Not too long ago, builders followed a one-size-fits-all approach with prospective homebuyers.
Basic, plain vanilla floor plans were designed for a diverse group of people.
Now, demographics are driving housing styles and choices. Generation Y, Generation X and baby boomers have all sorts of ideas about their dream home. And homebuilders and multifamily-housing developers are catering to these segments to expand their market share.
“Builders are absolutely focused on serving the different demographic groups,” said Stephen Melman, director of economic services for the National Association of Home Builders. He pointed out that each age group has different forces shaping its housing decisions.
“Gen Xers are the sweet spot in the market. Roughly in the 35-to-45 age range, they are going full blast with dual incomes, kids and looking for larger, more efficient homes. For these trade-up consumers, builders must offer well-designed homes that give buyers a reason to move,” he said.
Melman noted that Generation Y is the market segment with the greatest pent-up demand but has delayed entering the housing market.
“They are sitting on the sidelines and need to move out of their parents’ basement,” he said.
“Boomers, who are going to be empty nesters, want to give up that five-bedroom house and downsize,” Melman said.
The young, tech-savvy Generation Y, also known as millennials, continues to redefine the American Dream. Members of this group, born from the 1980s to 2000, desire flexibility in housing choices, and renting permits that.

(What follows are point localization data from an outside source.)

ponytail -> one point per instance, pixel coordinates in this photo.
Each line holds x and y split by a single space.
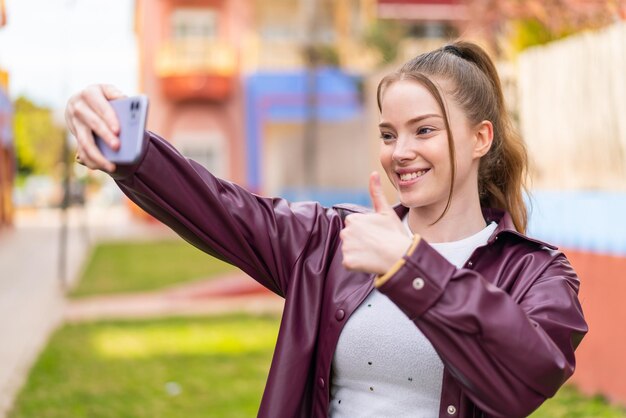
503 171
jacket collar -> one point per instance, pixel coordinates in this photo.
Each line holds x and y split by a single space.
499 216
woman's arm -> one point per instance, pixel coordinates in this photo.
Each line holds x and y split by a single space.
262 236
509 352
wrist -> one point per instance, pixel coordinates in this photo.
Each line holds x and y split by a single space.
381 279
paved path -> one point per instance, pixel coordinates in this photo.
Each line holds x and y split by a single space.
32 295
233 292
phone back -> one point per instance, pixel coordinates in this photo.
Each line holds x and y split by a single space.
132 115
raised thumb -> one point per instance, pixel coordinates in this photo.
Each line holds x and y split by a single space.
376 193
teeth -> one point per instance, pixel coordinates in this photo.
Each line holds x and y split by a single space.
411 176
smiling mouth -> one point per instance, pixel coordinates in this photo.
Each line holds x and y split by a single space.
412 175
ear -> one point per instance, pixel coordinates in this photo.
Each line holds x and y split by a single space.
483 138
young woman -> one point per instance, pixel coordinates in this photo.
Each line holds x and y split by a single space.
439 306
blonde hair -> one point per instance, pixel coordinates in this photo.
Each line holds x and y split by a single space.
502 172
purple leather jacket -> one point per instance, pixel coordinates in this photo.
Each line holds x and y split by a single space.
505 325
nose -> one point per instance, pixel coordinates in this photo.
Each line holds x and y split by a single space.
404 150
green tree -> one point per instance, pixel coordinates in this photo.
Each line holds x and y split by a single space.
38 140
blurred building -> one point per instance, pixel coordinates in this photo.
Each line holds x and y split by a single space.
230 85
7 159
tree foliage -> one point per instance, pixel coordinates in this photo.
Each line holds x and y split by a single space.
38 140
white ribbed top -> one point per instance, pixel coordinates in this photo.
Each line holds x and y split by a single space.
383 365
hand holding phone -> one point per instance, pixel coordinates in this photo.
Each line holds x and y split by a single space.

Nationwide, the slew of new high-end apartment buildings with amenities galore is testament to the appeal of renting.
James Mateka found what he wanted in a studio apartment at K2, a 34-story, 496-unit luxury rental tower completed in 2013 by Fifield Cos. and Wood Partners.
In the West Loop at 365 N. Halsted St., K2 appeals to techies with such features as Wi-Fi-equipped cabanas next to the lap pool.

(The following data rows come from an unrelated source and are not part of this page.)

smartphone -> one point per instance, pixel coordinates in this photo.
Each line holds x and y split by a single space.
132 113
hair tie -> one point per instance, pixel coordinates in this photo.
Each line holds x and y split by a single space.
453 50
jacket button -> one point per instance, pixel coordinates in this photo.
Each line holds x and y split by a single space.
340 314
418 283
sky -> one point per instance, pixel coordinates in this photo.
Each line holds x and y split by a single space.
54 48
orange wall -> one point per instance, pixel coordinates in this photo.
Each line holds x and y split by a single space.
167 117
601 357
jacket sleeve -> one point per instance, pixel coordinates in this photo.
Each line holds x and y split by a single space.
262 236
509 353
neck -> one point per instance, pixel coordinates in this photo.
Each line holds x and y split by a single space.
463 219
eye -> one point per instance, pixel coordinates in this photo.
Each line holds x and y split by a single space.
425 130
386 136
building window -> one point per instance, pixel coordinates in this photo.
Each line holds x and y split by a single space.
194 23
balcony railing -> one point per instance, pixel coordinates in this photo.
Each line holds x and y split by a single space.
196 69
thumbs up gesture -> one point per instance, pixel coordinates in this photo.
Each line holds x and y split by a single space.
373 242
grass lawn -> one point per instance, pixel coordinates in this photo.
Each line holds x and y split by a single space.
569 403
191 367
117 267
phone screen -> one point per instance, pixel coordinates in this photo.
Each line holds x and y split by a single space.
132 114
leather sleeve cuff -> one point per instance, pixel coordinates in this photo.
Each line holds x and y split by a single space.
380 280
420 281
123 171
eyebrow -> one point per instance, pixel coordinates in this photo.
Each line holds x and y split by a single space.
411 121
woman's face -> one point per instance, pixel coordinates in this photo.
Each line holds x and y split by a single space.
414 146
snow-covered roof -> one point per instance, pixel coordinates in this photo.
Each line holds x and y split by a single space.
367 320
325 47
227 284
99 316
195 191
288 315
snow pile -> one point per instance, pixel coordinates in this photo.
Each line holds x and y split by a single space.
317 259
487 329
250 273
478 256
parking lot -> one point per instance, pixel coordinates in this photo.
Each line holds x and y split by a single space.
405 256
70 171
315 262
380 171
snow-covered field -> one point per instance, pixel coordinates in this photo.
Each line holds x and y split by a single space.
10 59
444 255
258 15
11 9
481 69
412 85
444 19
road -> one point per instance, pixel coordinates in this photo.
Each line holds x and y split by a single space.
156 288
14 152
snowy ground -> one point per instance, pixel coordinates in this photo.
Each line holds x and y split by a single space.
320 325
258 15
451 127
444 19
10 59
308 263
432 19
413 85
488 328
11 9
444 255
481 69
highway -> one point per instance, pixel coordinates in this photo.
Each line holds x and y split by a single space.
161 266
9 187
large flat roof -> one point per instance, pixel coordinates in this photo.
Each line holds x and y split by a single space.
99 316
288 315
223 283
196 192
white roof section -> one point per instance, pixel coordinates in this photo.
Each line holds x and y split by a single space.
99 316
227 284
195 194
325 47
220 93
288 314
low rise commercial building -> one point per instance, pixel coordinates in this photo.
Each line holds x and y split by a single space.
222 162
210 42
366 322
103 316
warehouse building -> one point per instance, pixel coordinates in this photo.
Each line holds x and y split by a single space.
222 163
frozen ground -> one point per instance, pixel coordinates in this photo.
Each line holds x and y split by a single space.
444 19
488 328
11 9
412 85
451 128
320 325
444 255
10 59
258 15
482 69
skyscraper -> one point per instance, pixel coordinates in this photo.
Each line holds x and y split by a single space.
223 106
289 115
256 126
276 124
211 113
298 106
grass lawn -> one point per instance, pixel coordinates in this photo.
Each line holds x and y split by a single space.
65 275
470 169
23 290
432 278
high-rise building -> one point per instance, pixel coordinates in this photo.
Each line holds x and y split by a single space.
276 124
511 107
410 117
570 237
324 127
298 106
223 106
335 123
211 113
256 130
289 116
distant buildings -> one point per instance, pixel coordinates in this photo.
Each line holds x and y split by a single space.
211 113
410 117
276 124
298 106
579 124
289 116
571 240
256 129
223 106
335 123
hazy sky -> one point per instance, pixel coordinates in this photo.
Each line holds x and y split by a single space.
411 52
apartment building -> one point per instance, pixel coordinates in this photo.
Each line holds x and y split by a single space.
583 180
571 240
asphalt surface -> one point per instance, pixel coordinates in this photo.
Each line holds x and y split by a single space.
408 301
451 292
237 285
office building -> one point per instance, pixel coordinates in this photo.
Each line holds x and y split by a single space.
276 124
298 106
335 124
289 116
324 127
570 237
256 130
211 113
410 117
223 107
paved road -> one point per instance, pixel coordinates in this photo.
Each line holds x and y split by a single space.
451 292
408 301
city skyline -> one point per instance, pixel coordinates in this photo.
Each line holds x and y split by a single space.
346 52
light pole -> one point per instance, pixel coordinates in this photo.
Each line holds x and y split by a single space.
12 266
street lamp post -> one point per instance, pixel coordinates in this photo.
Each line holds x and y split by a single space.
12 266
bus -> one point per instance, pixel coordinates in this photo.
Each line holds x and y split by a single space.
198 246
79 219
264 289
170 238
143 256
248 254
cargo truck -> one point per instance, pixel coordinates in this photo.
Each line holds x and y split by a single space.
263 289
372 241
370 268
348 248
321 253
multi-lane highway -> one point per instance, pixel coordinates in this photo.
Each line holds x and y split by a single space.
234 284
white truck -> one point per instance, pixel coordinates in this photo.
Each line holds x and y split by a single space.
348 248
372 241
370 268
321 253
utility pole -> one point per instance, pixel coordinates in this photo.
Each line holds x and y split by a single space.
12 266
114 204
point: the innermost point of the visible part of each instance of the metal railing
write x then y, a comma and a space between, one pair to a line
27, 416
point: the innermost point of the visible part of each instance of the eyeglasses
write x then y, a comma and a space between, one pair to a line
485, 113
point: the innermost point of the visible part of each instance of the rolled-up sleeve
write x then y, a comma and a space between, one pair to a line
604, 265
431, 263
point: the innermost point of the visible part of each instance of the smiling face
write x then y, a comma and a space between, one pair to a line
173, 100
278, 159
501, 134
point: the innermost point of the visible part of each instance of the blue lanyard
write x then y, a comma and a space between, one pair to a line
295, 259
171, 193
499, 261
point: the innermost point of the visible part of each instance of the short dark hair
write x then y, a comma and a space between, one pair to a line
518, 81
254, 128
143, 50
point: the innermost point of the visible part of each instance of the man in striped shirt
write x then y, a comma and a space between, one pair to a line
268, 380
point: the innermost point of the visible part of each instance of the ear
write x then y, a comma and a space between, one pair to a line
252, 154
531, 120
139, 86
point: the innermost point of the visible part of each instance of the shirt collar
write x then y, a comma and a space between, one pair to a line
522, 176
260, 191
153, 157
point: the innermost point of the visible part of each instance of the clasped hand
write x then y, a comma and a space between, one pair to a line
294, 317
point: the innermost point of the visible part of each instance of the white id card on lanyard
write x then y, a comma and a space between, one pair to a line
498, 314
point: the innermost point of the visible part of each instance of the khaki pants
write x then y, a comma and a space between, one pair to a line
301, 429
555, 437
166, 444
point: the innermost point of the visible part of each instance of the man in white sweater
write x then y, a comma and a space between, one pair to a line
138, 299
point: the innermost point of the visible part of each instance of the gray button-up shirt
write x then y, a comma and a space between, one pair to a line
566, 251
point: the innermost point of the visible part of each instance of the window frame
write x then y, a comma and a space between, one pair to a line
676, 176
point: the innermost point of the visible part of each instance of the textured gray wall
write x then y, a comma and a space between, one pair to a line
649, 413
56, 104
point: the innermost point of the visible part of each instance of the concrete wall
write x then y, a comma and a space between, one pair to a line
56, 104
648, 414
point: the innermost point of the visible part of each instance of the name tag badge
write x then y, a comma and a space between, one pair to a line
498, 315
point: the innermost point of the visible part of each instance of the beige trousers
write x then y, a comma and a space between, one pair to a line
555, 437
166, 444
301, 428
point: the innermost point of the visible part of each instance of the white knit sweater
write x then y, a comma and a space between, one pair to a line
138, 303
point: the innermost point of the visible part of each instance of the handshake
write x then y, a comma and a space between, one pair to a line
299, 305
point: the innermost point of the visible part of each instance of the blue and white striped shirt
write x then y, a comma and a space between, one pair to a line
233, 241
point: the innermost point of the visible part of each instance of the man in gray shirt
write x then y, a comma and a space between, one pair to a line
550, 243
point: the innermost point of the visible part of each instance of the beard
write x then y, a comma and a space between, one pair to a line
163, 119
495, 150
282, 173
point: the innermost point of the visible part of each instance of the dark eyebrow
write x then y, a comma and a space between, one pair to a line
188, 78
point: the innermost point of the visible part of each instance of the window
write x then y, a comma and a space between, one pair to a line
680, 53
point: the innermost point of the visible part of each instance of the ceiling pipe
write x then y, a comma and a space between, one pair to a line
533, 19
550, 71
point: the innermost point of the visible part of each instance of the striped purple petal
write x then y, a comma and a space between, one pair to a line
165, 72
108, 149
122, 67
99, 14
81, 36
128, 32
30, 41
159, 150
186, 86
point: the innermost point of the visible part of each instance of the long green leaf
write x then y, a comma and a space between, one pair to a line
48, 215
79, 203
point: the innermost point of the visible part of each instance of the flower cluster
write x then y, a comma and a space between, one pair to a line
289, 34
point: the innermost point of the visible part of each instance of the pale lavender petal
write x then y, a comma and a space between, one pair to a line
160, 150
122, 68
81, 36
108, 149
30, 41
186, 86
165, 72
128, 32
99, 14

The 25-year-old medical student said he and his friends take into account the following factors when choosing a place to live: “First is price. Second is proximity to the city with restaurants and sports bars and entertainment for nights and weekends. Third is style. My generation prefers modern-looking buildings rather than traditional,” Mateka said.

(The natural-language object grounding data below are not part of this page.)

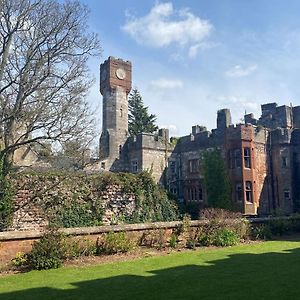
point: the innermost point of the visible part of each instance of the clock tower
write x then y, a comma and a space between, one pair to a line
115, 85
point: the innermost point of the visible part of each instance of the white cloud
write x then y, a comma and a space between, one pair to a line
164, 83
194, 49
164, 26
172, 129
239, 71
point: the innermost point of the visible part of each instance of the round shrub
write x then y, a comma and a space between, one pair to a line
48, 252
225, 237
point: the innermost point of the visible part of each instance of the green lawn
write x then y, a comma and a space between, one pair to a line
269, 270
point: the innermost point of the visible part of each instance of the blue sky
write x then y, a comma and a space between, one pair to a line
191, 58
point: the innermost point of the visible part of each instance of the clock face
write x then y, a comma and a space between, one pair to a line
103, 74
121, 74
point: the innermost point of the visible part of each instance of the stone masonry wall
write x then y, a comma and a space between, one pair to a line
37, 195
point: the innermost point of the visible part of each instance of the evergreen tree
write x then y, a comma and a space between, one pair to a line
139, 119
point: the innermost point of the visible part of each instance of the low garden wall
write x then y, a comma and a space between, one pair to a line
12, 242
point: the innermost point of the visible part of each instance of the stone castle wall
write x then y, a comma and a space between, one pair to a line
37, 196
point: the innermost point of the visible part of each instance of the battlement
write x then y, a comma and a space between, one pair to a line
281, 136
158, 141
112, 58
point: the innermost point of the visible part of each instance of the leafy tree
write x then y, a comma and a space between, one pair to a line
44, 48
216, 180
139, 119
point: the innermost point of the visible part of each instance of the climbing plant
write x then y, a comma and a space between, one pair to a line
216, 180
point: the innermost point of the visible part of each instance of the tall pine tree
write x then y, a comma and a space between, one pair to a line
139, 119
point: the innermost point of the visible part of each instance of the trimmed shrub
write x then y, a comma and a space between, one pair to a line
48, 252
20, 260
173, 240
76, 247
225, 237
261, 232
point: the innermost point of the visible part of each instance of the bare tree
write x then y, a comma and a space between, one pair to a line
44, 78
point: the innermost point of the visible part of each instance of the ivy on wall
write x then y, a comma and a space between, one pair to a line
74, 199
6, 199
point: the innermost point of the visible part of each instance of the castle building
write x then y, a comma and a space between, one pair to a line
262, 155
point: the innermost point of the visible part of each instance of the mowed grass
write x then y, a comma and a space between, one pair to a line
268, 270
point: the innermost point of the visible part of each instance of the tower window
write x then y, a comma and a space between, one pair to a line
134, 166
173, 167
248, 190
238, 192
247, 158
287, 195
237, 158
193, 166
284, 162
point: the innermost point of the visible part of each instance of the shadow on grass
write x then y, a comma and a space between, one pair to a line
239, 276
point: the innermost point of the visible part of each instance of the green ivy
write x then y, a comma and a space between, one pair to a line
6, 199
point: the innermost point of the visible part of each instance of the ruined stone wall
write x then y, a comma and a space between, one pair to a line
39, 196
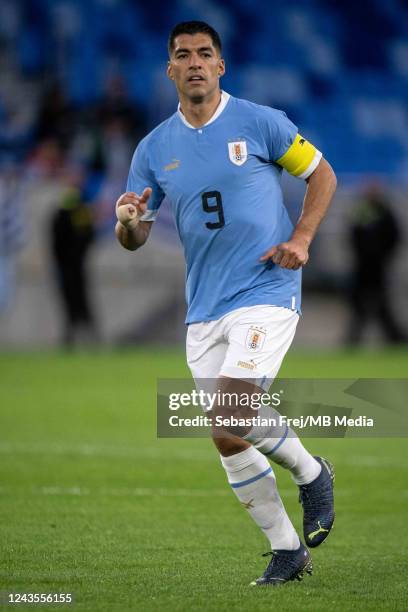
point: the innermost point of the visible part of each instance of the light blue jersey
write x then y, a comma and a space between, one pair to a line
223, 184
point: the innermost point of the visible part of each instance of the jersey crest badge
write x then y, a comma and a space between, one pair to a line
237, 152
255, 339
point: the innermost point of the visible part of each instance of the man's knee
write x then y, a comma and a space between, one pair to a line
230, 445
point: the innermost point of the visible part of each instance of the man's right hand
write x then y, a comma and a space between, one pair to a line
130, 207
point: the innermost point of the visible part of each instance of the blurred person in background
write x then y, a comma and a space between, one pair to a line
374, 237
72, 235
12, 235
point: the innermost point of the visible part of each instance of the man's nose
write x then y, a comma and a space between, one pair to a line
195, 60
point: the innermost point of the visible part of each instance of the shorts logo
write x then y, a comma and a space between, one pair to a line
238, 152
255, 339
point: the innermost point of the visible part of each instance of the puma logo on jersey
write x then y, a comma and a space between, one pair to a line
173, 166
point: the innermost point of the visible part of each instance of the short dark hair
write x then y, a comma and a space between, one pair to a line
194, 27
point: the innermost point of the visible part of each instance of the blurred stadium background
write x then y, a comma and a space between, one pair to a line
91, 501
83, 81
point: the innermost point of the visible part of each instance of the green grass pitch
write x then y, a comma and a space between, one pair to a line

“Housing is just a place to live,” he said. “I’m not ready to settle down and start a family.”
Younger buyers want technology in a home, said Helen Velas, president of Eleni Interiors in Naperville. “They want automated lighting and sound and even motorized shades — all controlled from their phones. State-of-the-art electronics are more important than curb appeal. They want space they can actually use — social spaces, but not a formal living room. They want a home office or a place to work and plug in,” she said.
“In decorating styles, millennials like retro-modern with brighter colors than older groups,” Velas said. “They don’t want separate living and dining rooms. Because they are on a budget, they do a lot of do-it-yourself projects. They want to live in the city where the action is and don’t want long commutes to work.”
Beth Callender, principal at the Greenhaus advertising and marketing agency in San Diego, said many millennials have no illusion about buying a home and settling down. They rent because they are not ready to put down roots or to be burdened by a mortgage.
“They are going through a sort of delayed adolescence, taking longer to finish school, marry and start a career,” she said.